Despite former President Barack Obama’s efforts to cut U.S. military commitments in the Middle East, events quickly drew his Administration back into the region. Civil war in Syria, Libya, Yemen, and, particularly, ISIS’s 2014 expansion into Iraq combined to keep Washington militarily involved the region, like reported by thecipherbrief.com .
The nature of this involvement has changed significantly, though. Rather than commit regular troops, the U.S. has increasingly relied on elite special operations forces (SOF) to accomplish its goals. In Syria alone, SOF deployments have grown steadily from roughly 300 in early 2016 to over 700 today, and reports suggest further increases as the Trump Administration ramps up its anti-ISIS strategy.
Special operations forces offer policymakers flexible, effective, and discreet ways to deal with the region’s complex conflicts, but many worry that overreliance on SOF could undermine readiness. How has the role and tempo of operations for SOF in the Middle East changed and what measures, if any, will President Donald Trump take to relieve some of the stress placed on U.S. special operations forces deployed to the region?
At any given time, there are roughly 8,000 SOF soldiers stationed in over 80 countries and, according to General Raymond Thomas, commander of the U.S. Special Operations Command, the role these forces are asked to play is quickly evolving. Thomas told the House Armed Services Committee last week that SOF are no longer a “mere ‘break-glass-in-case-of-war’ force, we are now proactively engaged across the battle space.”
Nowhere is this more true than in the Middle East, where SOF are at the cutting edge of an anti-ISIS strategy that relies heavily on training, supporting, fielding, and coordinating local allied forces.

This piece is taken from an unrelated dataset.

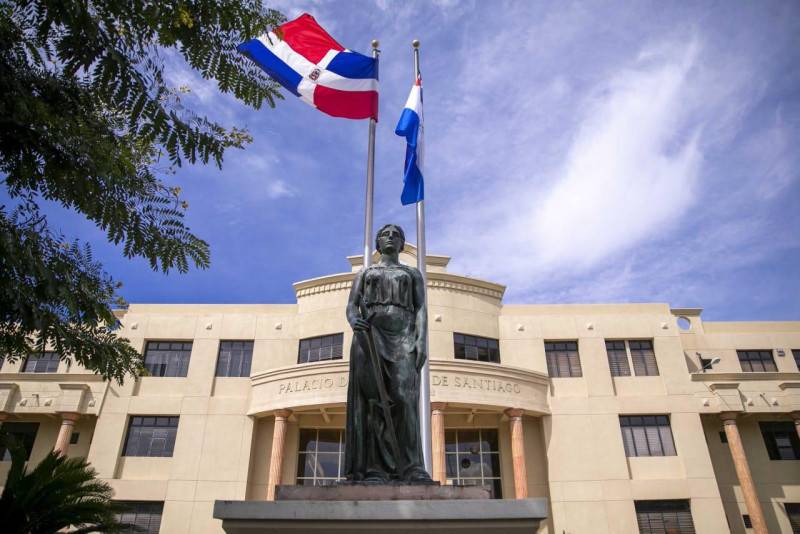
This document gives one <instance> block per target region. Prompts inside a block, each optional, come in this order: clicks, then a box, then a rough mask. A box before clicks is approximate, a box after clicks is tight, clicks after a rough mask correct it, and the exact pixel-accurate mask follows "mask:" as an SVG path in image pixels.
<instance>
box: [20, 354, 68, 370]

This focus on “building partner capacity” to conduct counterterrorism and counterinsurgency missions is well within SOF abilities, and has been a linchpin of U.S. national security strategy since 9/11. However, ISIS’s rise in Iraq and Syria, combined with deep political resistance to committing U.S. conventional ground forces to the conflict, has concentrated the efforts of the anti-ISIS coalition on training and supporting effective local partners, such as state-level armed forces or allied insurgents.
Linda Robinson, a senior international policy analyst at the RAND Corporation, points to the use by General Joseph Votel, commander of U.S. Central Command (CENTCOM), of the Special Forces phrase “by, with, and through” as good way to think about this new focus; in essence, U.S. SOF are becoming more deeply embedded with local allies to defeat ISIS by, with, and through these local partners. Because the counter-ISIS coalition is so diverse –from conventional armed forces in Iraq to Sunni Arab rebels and Kurdish militia in Syria – the demand for SOF has skyrocketed, and SOF soldiers are being pushed into expansive new roles that include not only training and advising local partners, but also coordinating U.S. and coalition fire support, and managing relations between coalition partners.
“If they succeed in ousting ISIS from Mosul and Raqqa in the coming months,” says Robinson, “this new way of combining forces and using SOF to direct a ground war could become a model for conducting low- to mid-level combat.”
However, this model also places a heavy strain on special operations forces. First, heavy and increasing demand for these forces by CENTCOM in the Middle East will likely increase the tempo of deployments to the region, which would be stressful for SOF members and their families and could sap resources from other geographic combatant commands. According to General Russell Howard, former commander of the 1st Special Forces Group, this happened during the height of the wars in Iraq and Afghanistan when “nearly 80 percent of the [special operations] force was deployed in the MENA [Middle East and North Africa] region and Afghanistan.”
Nowhere near that proportion is concentrated in the region now, but the number and diversity of missions that SOF deployed to the Middle East are now asked to complete also presents what Howard calls “a huge training challenge.” In the past, Special Forces soldiers could generally focus more finely on one type of mission such as foreign internal defense, which is aimed at training foreign militaries. Today, though, says Howard, those soldiers might be expected to engage in “unconventional warfare [assisting insurgents against a state], counterterrorism, foreign internal defense, or counterinsurgency…all in the same day.”
Fortunately, this is a challenge that SOF are flexible enough to overcome, and that is why they have become the force of choice for this kind of warfare. However, this reliance has caused some military planners to worry that, as Acting Assistant Secretary of Defense Theresa Whelan recently testified to Congress, “we have had to eat our young … [and] mortgaged the future in order to facilitate current operations.”
There are signs that the Trump Administration is beginning to shift some of the SOF mission in the Middle East to conventional troops. The White House has stopped disclosing troop deployments, but in March, the Pentagon sent roughly 400 Marines to Syria and 300 paratroopers from the 82nd Airborne Division to Mosul, as well as new artillery and air fire support assets. Nevertheless, unless the Administration decides to either commit a large number of conventional troops or abandon the recent gains made against ISIS in Iraq and Syria, SOF will continue to be the indispensable force for Trump’s military goals in the region.